I think we walked out past the first weedbed and not quite far enough to the others. I agree that we should have moved more to find the weeds, but we were limited. Oh well, we'll get em next week!

Depending on weather, I may be heading up during the week next week...


----------



## SummersOff (Feb 11, 2007)

Same results as big daddy this weekend. We went off of lot 2 for about an hour and then packed up and went to Missery Bay. Around a dozen gills and nothing big. A few bass swam by on the camera and a number of dink perch but no takers. It was nice to get out, but it was tough pulling with all that snow. Hotel story to come later in the day!


----------



## Lundy (Apr 5, 2004)

The El Patio hotel is special!

A few years ago when Steelhauler and I stayed there we had a 4" snow drift that occurred overnight INSIDE the door.


----------



## SummersOff (Feb 11, 2007)

El Patio...Where do I begin. 

This was my second time there but man was it an experience. First of all we booked a nonsmoking room and the only one they had left didn't have any heat so we were given the option of smoking room or no heat. We went with the heat.
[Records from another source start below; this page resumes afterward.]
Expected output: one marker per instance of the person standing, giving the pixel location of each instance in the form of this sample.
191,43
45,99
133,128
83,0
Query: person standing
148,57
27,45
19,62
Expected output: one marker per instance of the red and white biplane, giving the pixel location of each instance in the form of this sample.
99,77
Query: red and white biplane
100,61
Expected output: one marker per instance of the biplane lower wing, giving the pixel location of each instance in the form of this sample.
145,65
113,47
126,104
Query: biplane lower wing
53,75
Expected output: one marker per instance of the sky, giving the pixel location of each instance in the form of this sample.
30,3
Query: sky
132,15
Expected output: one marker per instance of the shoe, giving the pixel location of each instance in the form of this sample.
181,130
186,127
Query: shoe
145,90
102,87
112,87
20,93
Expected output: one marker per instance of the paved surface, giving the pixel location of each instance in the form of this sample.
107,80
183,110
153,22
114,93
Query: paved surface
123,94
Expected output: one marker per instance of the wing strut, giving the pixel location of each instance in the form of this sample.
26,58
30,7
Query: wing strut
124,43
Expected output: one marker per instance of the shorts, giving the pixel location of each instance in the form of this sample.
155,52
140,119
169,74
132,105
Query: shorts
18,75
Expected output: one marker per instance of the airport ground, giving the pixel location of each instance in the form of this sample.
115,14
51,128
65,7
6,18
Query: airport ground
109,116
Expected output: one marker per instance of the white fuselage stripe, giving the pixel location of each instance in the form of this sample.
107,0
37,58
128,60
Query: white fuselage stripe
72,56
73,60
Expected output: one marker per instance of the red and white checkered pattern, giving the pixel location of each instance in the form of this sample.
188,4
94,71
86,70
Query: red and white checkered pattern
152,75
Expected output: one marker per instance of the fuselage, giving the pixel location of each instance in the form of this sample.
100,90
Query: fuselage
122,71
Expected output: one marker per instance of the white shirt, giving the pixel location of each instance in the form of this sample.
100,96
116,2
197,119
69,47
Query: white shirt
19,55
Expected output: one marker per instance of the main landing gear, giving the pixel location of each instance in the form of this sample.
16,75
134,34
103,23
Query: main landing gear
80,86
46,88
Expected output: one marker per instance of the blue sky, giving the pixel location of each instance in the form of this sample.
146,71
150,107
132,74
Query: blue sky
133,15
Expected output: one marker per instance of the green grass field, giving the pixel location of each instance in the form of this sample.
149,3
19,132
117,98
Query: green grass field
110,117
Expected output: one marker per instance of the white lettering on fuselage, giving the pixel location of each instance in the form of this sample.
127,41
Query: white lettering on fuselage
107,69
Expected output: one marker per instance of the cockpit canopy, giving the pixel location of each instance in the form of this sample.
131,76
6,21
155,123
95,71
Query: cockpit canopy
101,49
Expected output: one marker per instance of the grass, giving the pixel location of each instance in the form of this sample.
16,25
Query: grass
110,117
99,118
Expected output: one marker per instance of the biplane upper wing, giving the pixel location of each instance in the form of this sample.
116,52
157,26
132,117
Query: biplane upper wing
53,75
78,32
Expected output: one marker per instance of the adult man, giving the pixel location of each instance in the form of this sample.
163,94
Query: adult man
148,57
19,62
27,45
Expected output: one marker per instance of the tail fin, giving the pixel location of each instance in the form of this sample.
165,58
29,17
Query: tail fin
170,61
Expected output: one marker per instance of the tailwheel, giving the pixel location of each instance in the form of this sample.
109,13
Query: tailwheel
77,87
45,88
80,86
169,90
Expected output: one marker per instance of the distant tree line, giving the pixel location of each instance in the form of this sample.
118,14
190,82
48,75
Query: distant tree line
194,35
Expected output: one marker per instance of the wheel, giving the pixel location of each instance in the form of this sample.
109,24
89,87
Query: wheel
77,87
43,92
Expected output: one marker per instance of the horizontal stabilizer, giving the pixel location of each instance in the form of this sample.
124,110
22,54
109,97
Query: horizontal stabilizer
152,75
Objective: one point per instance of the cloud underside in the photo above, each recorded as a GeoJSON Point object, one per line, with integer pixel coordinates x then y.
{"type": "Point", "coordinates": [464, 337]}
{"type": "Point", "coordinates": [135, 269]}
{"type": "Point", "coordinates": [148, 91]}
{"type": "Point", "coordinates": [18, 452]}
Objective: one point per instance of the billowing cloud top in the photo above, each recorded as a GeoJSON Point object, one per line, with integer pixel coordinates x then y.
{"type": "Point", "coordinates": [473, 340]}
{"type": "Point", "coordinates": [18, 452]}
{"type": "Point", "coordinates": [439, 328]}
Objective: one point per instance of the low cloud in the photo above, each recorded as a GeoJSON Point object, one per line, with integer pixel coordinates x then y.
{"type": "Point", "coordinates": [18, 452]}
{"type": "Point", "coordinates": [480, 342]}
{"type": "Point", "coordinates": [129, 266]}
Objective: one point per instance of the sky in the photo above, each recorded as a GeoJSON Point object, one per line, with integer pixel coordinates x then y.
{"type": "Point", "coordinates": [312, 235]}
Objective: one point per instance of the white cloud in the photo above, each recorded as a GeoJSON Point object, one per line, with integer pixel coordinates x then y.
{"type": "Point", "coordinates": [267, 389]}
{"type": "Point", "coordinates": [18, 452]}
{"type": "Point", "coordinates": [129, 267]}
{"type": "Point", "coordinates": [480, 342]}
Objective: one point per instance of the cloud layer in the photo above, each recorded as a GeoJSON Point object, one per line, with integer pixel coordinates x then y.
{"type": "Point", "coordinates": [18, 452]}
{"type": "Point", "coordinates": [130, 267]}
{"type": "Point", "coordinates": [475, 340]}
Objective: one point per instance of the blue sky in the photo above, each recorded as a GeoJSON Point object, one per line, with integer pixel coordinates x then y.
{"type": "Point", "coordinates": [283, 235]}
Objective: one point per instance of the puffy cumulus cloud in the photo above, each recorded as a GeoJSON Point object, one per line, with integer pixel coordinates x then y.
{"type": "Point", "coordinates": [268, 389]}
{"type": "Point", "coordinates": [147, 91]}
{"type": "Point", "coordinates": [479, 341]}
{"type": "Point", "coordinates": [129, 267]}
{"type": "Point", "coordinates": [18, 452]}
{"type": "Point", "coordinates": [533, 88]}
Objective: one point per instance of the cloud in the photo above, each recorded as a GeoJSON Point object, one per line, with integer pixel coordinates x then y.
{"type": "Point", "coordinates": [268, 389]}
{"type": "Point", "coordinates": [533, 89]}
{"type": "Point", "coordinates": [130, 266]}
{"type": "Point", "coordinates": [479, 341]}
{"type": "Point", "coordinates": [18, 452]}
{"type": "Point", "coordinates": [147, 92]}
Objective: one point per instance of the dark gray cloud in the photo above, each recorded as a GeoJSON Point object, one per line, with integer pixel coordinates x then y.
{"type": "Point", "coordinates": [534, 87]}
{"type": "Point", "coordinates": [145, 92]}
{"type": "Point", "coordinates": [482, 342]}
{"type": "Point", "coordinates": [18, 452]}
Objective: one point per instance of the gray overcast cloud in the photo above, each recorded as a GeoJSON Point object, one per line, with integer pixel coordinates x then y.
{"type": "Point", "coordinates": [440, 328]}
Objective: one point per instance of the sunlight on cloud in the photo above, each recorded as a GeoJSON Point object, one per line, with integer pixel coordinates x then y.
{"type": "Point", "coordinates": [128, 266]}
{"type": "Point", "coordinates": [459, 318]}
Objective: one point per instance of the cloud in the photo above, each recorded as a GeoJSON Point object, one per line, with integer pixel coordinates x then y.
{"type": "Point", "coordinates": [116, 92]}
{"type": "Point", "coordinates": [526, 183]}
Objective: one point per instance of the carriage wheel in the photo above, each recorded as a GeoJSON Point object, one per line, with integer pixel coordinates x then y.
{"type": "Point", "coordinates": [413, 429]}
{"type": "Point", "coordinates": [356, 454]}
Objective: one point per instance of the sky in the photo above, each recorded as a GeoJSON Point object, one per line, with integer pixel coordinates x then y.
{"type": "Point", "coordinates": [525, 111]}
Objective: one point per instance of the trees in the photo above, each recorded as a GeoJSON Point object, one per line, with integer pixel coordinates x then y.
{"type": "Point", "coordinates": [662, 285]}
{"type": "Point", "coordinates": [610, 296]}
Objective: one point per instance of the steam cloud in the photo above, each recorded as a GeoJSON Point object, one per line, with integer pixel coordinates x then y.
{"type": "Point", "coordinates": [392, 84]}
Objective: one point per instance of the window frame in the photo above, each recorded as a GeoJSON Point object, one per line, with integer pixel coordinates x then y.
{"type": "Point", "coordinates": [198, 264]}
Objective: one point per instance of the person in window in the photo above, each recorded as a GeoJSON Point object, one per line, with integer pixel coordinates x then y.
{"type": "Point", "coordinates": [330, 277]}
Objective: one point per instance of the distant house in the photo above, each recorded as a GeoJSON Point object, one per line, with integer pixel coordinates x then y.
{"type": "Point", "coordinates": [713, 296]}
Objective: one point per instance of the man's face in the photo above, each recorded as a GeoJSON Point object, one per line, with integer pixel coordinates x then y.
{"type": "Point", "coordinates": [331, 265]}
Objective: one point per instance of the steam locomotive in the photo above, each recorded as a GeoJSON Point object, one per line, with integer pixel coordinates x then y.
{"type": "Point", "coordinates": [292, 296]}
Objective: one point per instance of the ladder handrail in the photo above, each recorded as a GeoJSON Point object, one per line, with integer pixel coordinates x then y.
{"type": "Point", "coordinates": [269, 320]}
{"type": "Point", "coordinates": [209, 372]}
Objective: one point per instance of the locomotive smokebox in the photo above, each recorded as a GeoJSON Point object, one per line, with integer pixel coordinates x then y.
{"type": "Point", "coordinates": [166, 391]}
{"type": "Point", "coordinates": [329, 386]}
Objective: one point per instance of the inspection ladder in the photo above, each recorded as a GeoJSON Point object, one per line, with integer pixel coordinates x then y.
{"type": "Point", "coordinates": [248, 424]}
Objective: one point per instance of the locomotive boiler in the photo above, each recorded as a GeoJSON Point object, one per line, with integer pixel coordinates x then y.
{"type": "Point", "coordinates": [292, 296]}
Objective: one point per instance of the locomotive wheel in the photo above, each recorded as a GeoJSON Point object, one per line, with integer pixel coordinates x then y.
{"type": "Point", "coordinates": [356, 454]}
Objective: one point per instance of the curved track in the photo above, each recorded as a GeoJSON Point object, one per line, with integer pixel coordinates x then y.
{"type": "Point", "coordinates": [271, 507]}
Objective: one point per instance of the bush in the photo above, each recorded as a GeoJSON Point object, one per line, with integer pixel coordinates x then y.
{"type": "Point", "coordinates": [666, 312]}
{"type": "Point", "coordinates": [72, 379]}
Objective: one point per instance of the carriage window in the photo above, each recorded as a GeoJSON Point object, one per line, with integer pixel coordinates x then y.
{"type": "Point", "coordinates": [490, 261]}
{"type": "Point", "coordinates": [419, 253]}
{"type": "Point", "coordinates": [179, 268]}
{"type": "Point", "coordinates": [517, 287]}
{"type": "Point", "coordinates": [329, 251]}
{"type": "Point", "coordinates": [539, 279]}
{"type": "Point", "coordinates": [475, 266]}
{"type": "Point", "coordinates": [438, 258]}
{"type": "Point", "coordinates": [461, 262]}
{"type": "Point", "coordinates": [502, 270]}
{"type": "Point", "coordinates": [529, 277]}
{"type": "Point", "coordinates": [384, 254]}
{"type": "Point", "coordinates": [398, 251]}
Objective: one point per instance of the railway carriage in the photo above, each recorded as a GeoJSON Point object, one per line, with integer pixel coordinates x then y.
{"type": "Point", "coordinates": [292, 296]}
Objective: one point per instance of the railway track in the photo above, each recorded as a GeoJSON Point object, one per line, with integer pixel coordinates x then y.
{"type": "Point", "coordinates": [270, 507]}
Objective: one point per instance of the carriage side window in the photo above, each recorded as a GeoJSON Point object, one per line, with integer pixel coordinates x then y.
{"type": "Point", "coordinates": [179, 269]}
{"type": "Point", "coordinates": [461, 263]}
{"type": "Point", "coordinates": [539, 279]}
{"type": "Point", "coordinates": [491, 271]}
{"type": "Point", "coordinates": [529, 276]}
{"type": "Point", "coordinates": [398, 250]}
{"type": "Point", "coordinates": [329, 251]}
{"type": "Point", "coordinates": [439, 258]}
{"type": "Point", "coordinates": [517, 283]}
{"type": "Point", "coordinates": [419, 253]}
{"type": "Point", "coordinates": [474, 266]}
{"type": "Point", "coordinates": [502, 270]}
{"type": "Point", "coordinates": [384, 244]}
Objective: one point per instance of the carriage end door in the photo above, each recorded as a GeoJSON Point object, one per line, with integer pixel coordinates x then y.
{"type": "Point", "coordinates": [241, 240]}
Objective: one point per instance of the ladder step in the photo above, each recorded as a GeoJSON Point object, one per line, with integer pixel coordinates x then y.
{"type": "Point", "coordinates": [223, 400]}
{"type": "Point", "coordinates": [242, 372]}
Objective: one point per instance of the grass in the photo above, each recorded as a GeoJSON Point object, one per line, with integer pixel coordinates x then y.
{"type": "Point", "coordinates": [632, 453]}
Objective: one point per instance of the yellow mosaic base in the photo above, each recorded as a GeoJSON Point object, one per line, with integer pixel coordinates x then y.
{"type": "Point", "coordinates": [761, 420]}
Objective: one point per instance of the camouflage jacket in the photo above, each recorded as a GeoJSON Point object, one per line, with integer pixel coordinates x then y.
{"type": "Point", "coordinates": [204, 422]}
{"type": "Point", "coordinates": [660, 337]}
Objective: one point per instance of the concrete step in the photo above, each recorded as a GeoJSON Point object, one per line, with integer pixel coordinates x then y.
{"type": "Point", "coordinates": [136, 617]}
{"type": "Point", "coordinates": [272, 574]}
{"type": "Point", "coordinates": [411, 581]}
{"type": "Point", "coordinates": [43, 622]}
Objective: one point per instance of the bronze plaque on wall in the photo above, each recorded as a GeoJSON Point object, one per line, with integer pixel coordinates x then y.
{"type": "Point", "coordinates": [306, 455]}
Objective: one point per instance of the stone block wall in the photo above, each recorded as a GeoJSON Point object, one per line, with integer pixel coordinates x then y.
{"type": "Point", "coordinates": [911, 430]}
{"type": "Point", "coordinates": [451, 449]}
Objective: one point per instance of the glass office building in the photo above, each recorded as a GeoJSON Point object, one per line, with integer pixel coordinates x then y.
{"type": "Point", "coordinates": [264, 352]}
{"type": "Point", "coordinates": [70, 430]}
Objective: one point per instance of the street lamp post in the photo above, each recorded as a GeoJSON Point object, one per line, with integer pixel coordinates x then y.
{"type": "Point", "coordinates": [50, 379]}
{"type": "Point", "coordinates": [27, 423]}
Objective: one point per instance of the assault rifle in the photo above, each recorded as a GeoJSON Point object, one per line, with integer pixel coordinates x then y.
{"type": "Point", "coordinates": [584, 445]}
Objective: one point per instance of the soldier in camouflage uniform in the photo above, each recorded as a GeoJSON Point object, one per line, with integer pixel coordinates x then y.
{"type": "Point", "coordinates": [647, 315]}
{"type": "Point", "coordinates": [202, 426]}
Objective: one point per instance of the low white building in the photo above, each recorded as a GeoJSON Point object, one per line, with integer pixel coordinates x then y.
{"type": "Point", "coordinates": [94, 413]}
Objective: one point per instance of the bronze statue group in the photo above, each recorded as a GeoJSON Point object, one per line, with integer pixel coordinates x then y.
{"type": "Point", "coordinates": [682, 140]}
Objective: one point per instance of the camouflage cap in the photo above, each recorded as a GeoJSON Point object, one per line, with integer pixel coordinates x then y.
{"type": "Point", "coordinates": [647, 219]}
Then when we got to our room we had a handicap ramp that was close to 50' long not a problem, except it was covered in snow that was anywhere from 2-3' deep. So we laughed and shoveled are way to the door. The lock was then frozen so the key wouldn't work. Finally we got in the room, it was super nasty. Hairs in the bed and on the pillow. We had a mini fridge so I opened it to put the bait in....it smelled like someone had the same idea and forgot to plug it in and left the bait. 

I'm not writing this to complain as my brother and I don't really care we just slept in our clothes. I am just thinking for $60 bucks a night there is probably somewhere close by for a similar price that isn't such a dump. If it was still $40 a night I cold deal with it, but I think they are pushing there luck at $60. 

All in all we had a good time and the hotel was just something to laugh about.


----------